Financial consumer crusaders announced
The Citizen’s Advice Bureau, Which?, the Consumer Council Northern Ireland and the Federation of Small Businesses, if approved, will be given the power to present complaints to the regulator if they believe the interests of consumers and businesses are being damaged.
Financial Secretary to the Treasury Greg Clark said: “We are building a stronger and safer financial services sector, a vital part of which is ensuring that consumers and small and medium-sized businesses have a stronger voice to raise issues when they feel specific markets are not working as they should.
“By giving certain consumer and business groups the ability to make super-complaints to the new regulator, the Financial Conduct Authority, we can all help to tackle bad practice more rapidly and robustly than before.”
Once a designated body has brought a super-complaint to the FCA the regulator will have a duty to respond within 90 days.
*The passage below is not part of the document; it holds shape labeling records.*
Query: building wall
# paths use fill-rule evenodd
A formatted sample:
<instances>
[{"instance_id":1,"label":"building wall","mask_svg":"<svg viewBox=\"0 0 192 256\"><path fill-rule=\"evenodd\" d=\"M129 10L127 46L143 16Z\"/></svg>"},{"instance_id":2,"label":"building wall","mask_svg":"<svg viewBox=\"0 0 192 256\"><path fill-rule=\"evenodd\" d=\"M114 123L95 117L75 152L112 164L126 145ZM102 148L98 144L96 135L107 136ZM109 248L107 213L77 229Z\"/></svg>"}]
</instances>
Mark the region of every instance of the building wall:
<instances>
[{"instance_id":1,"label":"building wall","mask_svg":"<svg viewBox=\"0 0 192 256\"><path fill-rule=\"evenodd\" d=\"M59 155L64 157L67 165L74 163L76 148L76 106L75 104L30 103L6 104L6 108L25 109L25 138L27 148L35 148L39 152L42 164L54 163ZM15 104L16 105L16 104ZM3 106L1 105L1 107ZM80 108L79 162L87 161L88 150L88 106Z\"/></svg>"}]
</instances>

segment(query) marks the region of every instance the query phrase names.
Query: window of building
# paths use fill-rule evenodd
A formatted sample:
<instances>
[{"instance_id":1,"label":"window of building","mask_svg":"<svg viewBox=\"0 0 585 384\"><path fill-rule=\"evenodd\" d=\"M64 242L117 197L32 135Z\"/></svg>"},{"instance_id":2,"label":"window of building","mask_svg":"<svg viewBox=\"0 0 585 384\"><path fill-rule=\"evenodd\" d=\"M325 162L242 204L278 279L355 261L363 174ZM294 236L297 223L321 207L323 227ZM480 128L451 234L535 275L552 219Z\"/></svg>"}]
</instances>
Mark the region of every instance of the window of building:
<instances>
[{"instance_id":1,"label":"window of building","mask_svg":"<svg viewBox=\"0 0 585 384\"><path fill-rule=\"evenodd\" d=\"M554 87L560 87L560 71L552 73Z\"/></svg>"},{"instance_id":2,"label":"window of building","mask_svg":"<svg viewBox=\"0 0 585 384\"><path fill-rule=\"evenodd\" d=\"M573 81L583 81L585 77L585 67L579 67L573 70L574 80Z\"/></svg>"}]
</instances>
In the past super-complaints about financial services could only be made to the Office of Fair Trading which doesn’t have the same powers as the FCA in relation to financial issues.
In future the FCA could receive a super-complaint and, if appropriate, use its own powers to tackle the issue.
Clark said: “The FCA has been given the ability to accept super-complaints in order to strengthen the voice of consumers of financial services as they are unlikely to have access individually to the kind of information necessary to judge whether markets are failing for them.
“Consumer groups can access individuals’ complaints to form a judgment on whether there is a problem and then take the necessary action.”
The next stage of the process is to publish all applicants on the Treasury website for a period of 12 weeks as stated in the application guidance giving stakeholders the opportunity to comment on the applicants.
The final decision as to which bodies gain super-complainant status will be taken after the 12 weeks have elapsed.